Both C3 and C6 (and their package state limits) are broken. Both should be disabled and can lead to a lockup. You can read about it in the Intel Whitepapers.
https://www.intel.com/content/dam/w...cification-updates/xeon-e5-v3-spec-update.pdf
See HSE20, HSE 25 and HSE49 (without C3 no re-entering of C1E).
All three I can observe if I have any C state activated except C1E. As you can see in the revision history, there never came a fix (like with almost all their CPUs).
Let me add my experience.
Having enabled C6 state can and does result in BSOD at idle and/or light loading, regardless of manner of operation.
Typically, I do not care to enable C3; however...
There is a most definitely an OR reference for C3 and C6 states hard-coded into the Power Control Unit (PCU) logic that if neither is enabled limits how cores with turbo boost as a function of loading. If you enabled and disable C3 and run a number of workloads while monitoring with a per-core frequency monitor like HWiNFO64 you will see the difference and it is recognizable and quantifiable.

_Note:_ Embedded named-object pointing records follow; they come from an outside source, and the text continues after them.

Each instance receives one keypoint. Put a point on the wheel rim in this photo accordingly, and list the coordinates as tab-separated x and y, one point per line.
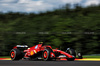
12	54
45	54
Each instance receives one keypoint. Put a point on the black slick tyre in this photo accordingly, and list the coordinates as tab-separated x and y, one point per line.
15	54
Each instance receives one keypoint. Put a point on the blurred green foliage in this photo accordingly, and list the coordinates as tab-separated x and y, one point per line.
78	28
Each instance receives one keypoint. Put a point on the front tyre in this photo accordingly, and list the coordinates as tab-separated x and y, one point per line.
70	59
46	54
15	54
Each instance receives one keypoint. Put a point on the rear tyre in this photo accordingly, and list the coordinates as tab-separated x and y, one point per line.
46	54
70	59
16	54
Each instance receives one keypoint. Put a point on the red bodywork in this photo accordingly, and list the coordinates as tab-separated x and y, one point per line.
38	48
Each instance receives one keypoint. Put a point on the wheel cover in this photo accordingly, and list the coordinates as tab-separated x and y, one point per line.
45	54
12	54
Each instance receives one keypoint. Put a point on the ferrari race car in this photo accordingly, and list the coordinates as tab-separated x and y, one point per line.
40	52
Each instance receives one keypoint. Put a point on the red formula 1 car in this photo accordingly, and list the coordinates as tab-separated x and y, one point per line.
38	52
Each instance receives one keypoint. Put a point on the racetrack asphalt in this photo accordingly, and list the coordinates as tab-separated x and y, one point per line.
48	63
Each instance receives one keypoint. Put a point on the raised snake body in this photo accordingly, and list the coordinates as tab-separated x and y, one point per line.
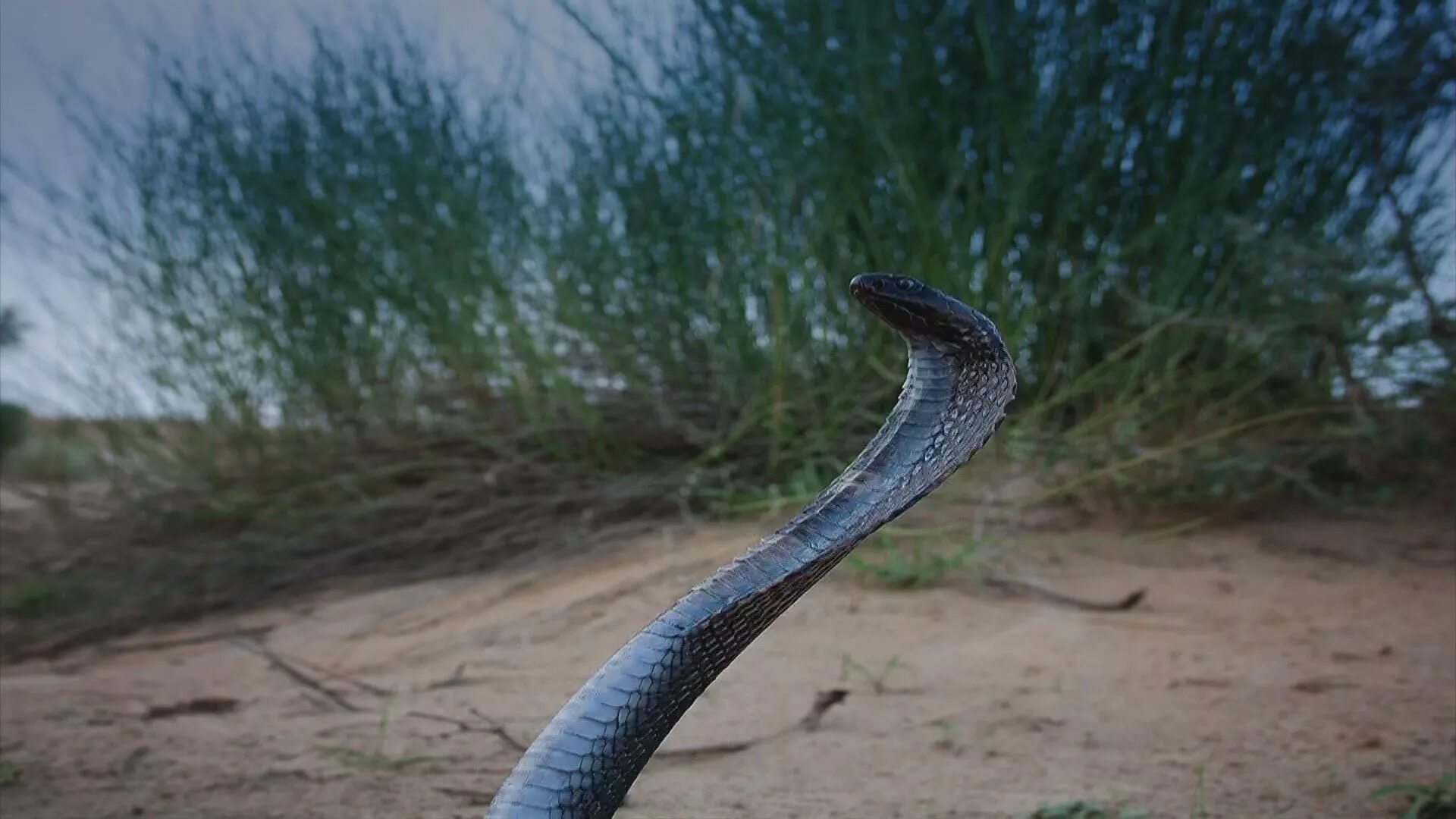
956	394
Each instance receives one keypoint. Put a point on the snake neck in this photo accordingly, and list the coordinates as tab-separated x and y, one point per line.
590	754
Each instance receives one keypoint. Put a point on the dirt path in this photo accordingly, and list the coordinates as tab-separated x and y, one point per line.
1291	668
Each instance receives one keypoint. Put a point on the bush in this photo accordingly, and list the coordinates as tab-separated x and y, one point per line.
15	423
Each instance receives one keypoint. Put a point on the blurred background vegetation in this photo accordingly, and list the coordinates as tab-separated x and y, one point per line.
421	330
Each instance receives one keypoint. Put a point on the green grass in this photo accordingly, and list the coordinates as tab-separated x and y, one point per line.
33	598
1081	809
402	334
1423	800
910	561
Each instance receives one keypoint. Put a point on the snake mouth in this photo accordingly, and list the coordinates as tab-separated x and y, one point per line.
910	306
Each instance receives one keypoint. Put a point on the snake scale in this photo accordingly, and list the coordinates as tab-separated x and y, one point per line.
959	385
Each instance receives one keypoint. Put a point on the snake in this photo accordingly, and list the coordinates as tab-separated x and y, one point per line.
959	384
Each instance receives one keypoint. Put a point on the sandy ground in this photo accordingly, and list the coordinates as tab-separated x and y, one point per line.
1276	670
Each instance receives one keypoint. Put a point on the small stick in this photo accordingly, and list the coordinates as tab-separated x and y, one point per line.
194	640
296	675
491	726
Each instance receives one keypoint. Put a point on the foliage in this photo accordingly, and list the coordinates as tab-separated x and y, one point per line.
1423	800
1203	229
12	327
15	422
1081	809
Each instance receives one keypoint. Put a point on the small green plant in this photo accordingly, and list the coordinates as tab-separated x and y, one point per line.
912	564
1081	809
878	681
1200	805
33	599
1423	800
375	760
15	422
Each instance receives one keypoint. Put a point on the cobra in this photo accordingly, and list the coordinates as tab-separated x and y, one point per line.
959	384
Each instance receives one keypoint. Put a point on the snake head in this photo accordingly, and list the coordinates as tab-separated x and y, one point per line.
924	314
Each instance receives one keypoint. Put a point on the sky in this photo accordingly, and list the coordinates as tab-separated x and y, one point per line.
72	346
96	42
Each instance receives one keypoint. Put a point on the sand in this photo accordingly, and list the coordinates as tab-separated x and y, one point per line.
1276	670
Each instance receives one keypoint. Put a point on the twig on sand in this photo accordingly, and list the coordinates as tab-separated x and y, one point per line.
1009	586
485	725
823	701
360	684
291	672
254	632
472	796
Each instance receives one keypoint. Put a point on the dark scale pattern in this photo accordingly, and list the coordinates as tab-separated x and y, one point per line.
959	385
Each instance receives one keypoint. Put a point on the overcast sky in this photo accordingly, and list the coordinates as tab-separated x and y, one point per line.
96	42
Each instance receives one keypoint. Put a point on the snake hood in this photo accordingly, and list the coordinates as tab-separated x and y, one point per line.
959	384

Furthermore, if you then set the Package C state limit to C2 or lower (I recommend C0/C1 as
most of the savings is at C1) I find there is no problem having C3 enabled and I get the best of both world... the higher turbo boosts (higher performance) without the deleterious effects of C3/C6 enabled.
Finally, for this to be entirely successful, I should mention that I must set the Windows Power Plan to High Performance. Balanced Performance perhaps allows C3 at the core level (which cannot be stopped with the in-BIOS
Package limit) and BSOD can result. Ergo, keep Power Plan on High Performance and tweek that profile as necessary. Yes, slightly higher power usage but then it's performance we're after, not efficiency.
EDP, electrical design point (CPU hardlimit). There are many suggestions for a workaround (mostly by me in previous posts), but no one managed to succeed one so far. I guess mostly it is just too time consuming and unpredictable in the harm to the hardware. An EDP exist for a reason, you know ?
Nearest I can tell EDP is a hardwired (fused) limit set at time of binning must like how multipliers are set. There's most likely a set of registered banks that are addressed at time of product identification that cannot be changed once set. PCU logic references these registers and imposes final limits. My attempts to defeat have been utterly defeated.